El lanzamiento de la sonda SMART 1 se ha realizado abordo de un Ariane 5. Este cohete permite poner en órbita toneladas de peso y la sonda europea tan sólo pesa unos 350 Kgs, por eso ha podido compartir vuelo con dos satélites de comunicaciones: una vez puestos los tres satélites en órbita geoestacionaria (la órbita desde la cual operan los satélites de comunicaciones) SMART 1 encenderá su motor iónico iniciando su viaje hasta la Luna, lo cual le costará casi 15 meses, lo que significa que no llegará a la Luna hasta diciembre de 2004.
En un principio el lanzamiento estaba previsto para el 28 de agosto pero se aplazó hasta el 3 de septiembre, sin embargo, la agencia espacial india solicitó la revisión de su satélite en el que se habían detectado algunos fallos, lo que retrasó de nuevo el lanzamiento.
Objetivos de la misión
Con el SMART-1, la Agencia Espacial Europea (ESA) lanza su primera misión de exploración a la Luna, con un doble objetivo, tecnológico y científico. Los investigadores tratarán de dilucidar ciertos enigmas científicos: cómo se formó la Luna, cuál es su composición mineralógica precisa, o si tiene agua y en qué cantidad. Además se utilizarán novedosos instrumentos en miniatura, entre ellos un aparato de rayos-X de fabricación británica que trazará, por primera vez, mapas completos de la superficie lunar.
La sonda SMART-1
Así, la misión permitirá profundizar en el conocimiento de la relativamente inexplorada cara lejana u oscura de la luna, que no puede ser vislumbrada desde la Tierra, y sus regiones polares.
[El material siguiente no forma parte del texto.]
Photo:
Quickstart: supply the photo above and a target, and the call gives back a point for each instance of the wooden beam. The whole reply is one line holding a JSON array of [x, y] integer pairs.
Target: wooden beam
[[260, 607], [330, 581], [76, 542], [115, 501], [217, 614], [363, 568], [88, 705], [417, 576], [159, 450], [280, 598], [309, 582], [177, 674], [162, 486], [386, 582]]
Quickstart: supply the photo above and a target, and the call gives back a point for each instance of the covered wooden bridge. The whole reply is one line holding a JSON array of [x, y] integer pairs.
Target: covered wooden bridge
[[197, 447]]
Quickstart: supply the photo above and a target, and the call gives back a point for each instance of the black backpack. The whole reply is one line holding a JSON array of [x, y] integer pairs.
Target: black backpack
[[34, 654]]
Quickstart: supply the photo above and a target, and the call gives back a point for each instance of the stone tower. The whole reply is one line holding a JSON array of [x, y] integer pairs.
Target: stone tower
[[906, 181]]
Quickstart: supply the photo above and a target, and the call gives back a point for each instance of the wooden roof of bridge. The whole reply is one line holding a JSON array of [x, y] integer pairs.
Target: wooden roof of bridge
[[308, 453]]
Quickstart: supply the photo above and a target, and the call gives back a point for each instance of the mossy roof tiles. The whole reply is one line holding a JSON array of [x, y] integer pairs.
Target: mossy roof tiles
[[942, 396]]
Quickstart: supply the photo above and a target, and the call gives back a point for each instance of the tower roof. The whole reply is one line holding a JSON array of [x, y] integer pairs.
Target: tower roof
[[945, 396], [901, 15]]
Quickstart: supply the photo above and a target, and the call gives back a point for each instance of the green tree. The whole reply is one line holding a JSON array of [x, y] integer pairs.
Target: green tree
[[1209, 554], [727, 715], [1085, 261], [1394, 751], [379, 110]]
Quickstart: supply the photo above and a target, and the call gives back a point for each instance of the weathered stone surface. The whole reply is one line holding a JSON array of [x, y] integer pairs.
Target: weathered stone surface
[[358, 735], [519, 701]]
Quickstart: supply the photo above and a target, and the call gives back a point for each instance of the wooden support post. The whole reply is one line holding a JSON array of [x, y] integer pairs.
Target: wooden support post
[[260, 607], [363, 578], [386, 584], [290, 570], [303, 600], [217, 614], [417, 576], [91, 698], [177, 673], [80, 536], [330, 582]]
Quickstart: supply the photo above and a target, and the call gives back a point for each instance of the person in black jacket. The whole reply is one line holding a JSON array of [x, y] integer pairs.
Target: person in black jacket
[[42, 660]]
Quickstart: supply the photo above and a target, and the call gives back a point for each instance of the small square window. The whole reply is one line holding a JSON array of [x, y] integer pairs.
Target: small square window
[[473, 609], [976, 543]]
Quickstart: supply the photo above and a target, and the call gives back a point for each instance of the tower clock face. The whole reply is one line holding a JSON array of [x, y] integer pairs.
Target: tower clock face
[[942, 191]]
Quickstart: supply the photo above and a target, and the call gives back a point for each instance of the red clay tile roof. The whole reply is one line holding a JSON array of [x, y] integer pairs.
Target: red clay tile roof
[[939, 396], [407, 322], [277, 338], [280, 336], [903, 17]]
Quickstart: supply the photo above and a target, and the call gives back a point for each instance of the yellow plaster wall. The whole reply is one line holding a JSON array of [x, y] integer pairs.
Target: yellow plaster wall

También arrojará luz sobre "la creación y la evolución del satélite, y el papel que desempeñaron los procesos geofísicos, tales como el vulcanismo, la actividad tectónica, la formación de cráteres o la erosión a la hora de dar forma a la Luna", según ha explicado Bernard Foing, director científico del proyecto.
Estos datos, según la ESA, permitirán a los investigadores comprender mejor el sistema Tierra-Luna y los planetas de tipo terrestre, al tiempo que suministrará información de gran interés para los proyectos de instalar una presencia humana de larga duración en el satélite.
La segunda en la lista de las misiones SMART, SMART 2, cuyo lanzamiento está previsto para el 2006, será una misión exclusivamente tecnológica, ideada para poner a prueba técnicas específicas que se utilizarán en la futura misión LISA (hacia el 2011) para la detección de ondas gravitatorias desde el espacio y en la misión Darwin para la detección de planetas extrasolares similares a la Tierra.
SMART-1, es la primera de una serie de de "pequeñas misiones de investigación sobre tecnologías punta" ("Small Missions for Advanced Research in Technology", SMART, en sus siglas en inglés), que tiene el objetivo probar nuevas técnicas para la realización de futuras misiones interplanetarias, entre las que destaca un sistema principal de propulsión helio-eléctrica. Los motores iónicos o propulsados por electricidad obtenida de energía solar podrían ser el futuro de los viajes espaciales. Pequeños paneles solares convertirán la luz solar en electricidad, que a su vez será utilizada para transformar los átomos de gas xénon en iones. Los iones son expulsados del motor a gran velocidad, lo que genera propulsión. Este motor de propulsión iónica podría utilizarse para futuras misiones como un viaje a Marte o la misión Beppi-Colombo que visitará Mercurio.